Using twice edge template III 2b
Blue 1 is connected to the right via Template IIIa and threatens to connect directly to the left. The only possibility to prevent this connection is to play out the ladder:
Since the cells for the ladder and those for the edge template do not overlap, Red cannot do anything against the connection.
We interpret "optimal play" to mean that the winning player tries to win in as few moves as possible, and the losing player tries to postpone the loss as long as possible.
The unique opening move for which the board will be completely filled is Red a2 (or equivalently on the other side of the board, Red c2). It leads to the following sequence of forced moves:
At this point, Red has already won (due to the double threat at b2 and c1). To postpone the loss as long as possible, Blue should play c1, which forces Red b2, followed by 4 more moves to fill in the edge templates.
No other opening move fills the board completely. If Red opens at b2, they win in at most 4 more moves. If Red opens at a1 or b1, Blue plays b2 and wins in at most 4 more moves. If Red opens at c1, optimal play proceeds as follows:
This ends with a win for Red in at most 2 more moves. The remaining opening moves are symmetric to the ones already discussed.

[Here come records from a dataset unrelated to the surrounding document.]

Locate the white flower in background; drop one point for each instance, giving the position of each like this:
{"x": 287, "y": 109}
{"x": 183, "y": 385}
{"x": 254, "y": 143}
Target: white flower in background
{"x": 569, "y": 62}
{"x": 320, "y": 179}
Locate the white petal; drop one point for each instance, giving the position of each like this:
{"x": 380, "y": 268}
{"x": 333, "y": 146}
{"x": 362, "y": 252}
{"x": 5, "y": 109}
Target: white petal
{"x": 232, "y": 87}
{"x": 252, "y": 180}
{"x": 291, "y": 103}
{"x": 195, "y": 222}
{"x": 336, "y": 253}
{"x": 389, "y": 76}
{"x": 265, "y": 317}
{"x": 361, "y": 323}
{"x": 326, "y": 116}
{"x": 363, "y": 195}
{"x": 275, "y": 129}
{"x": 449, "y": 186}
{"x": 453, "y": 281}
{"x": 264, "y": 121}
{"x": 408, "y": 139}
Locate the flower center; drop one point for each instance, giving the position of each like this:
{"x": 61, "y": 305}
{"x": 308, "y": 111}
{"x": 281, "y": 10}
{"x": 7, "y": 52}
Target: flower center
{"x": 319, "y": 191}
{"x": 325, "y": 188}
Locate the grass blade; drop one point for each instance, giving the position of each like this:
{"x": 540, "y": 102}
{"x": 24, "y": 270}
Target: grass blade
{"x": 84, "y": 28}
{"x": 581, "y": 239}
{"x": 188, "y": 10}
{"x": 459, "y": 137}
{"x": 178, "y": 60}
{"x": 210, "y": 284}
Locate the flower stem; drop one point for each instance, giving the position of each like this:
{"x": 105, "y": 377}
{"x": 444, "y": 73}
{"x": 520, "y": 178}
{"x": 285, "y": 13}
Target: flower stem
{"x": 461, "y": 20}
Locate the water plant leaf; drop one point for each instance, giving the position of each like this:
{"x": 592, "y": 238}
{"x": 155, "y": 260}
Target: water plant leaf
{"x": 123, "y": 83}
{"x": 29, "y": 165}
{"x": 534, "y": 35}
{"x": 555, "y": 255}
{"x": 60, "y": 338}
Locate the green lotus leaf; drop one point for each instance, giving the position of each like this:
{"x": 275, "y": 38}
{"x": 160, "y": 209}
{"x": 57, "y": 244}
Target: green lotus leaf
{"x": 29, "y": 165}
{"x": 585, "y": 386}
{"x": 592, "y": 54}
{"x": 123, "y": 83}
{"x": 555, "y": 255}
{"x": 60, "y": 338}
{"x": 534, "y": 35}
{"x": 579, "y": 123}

The two blue pieces are connected to the right using edge template III2a. Red must block the connection to the left at B2
And now blue can connect with either E2 or E1. Had red played 4. E3 blue could respond with D4 with a similar outcome. Had red played 2. D3 to block the future ladder, blue could respond with 3. C4, keeping the connection to the right and connecting to the left in two different ways (via B2 and B5).